Now would be a great time to try all this out, because @ClaudeHu needs to create a universe with uniwig, but perhaps he should try this implementation first. @donaldcampbelljr Is this ready to be tested?

nleroy917 commented 4 months ago

@donaldcampbelljr @ClaudeHu and I found a small "user experience" thing. Claude was trying to run this with an invalid combinedbed file and the error message that we were getting was: Error reading chromosome sizes: ...

However, it sent us on the wrong path because the program doesn't seem to use that anyways and just goes for the combinedbed argument.

We got it all sorted, but had to follow the breadcrumbs for a bit, so maybe we could update that error message if we choose to stick with keeping that method of identifying chrom sizes.

Also this seems useful: https://stackoverflow.com/questions/42275777/how-to-trace-the-cause-of-an-error-result

nleroy917 commented 4 months ago

@donaldcampbelljr one more thing...

@ClaudeHu found that when he provided an incorrect outputtype argument, it said it was defaulting to wiggle but instead did nothing. Looking at this match:

match output_type { } 

It seems like it just does nothing if a non-standard output type is provided, it just prints a misleading statement:

_ => {println!("Default to wig file.")},

Should it panic!?

nleroy917 commented 4 months ago

One more.....

In fn write_to_wig_file: should we create any necessary parent directories for the output file if they don't exist yet?


    let mut file = OpenOptions::new()
        .create(true)  // Create the file if it doesn't exist
        .append(true)  // Append data to the existing file if it does exist
        .open(filename).unwrap();
donaldcampbelljr commented 4 months ago

@donaldcampbelljr one more thing...

@ClaudeHu found that when he provided an incorrect outputtype argument, it said it was defaulting to wiggle but instead did nothing.
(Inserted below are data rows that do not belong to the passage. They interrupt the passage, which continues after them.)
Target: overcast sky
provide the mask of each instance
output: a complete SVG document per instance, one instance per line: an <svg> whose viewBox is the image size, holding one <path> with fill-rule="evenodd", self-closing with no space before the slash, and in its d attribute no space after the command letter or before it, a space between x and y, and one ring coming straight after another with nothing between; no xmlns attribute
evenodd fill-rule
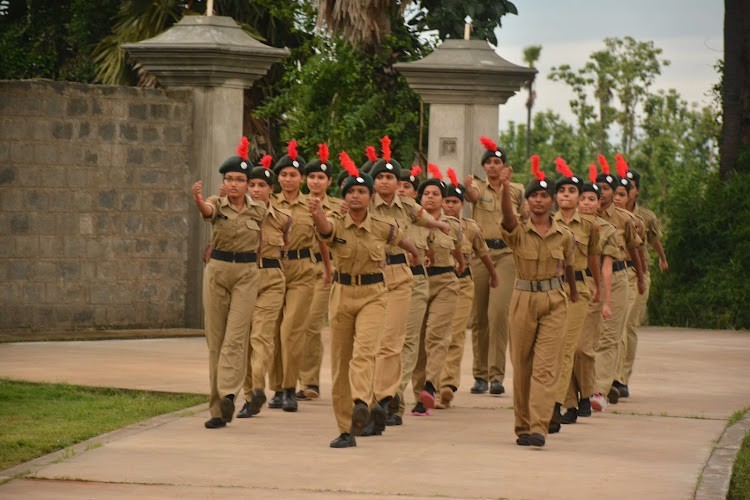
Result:
<svg viewBox="0 0 750 500"><path fill-rule="evenodd" d="M675 88L689 102L708 102L705 93L718 81L713 68L723 57L724 2L721 0L514 0L518 15L504 16L497 52L523 63L523 48L541 45L537 63L535 110L552 109L569 121L572 94L549 80L552 66L580 68L589 54L604 48L606 37L653 41L671 64L655 88ZM500 107L500 129L509 120L526 123L526 92Z"/></svg>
Looking at this match:

match output_type { } 

It seems like it just does nothing if a non-standard output type is provided, it just prints a misleading statement:

_ => {println!("Default to wig file.")},

Should it panic!?

I've now added it such that it will default to writing npy files appropriately.

donaldcampbelljr commented 4 months ago

One more.....

In fn write_to_wig_file: should we create any necessary parent directories for the output file if they don't exist yet?

    let mut file = OpenOptions::new()
        .create(true)  // Create the file if it doesn't exist
        .append(true)  // Append data to the existing file if it does exist
        .open(filename).unwrap();

Yeah, I solved this in the IGD branch. I've added the functionality here as well. However, I'd like to move this into common functions once both branches have been merged down to dev.

donaldcampbelljr commented 4 months ago

Added better error propagation.

I also made the chromsize reference optional.

I found that the code was already ignoring the chrom.sizes file and simply using the combined bed file to determine the chromosome size from the last end position of the chromosome.

Now, the user can use either approach. Using the chromsize ref path for smaller bed files with regions far upstream to the chromosome end will be slower as uniwig will pad out the remaining values with 0s until it reaches the end of the chrom.

Currently, it is unclear if we actually need to know the end of the chromosome for uniwig's downstream uses.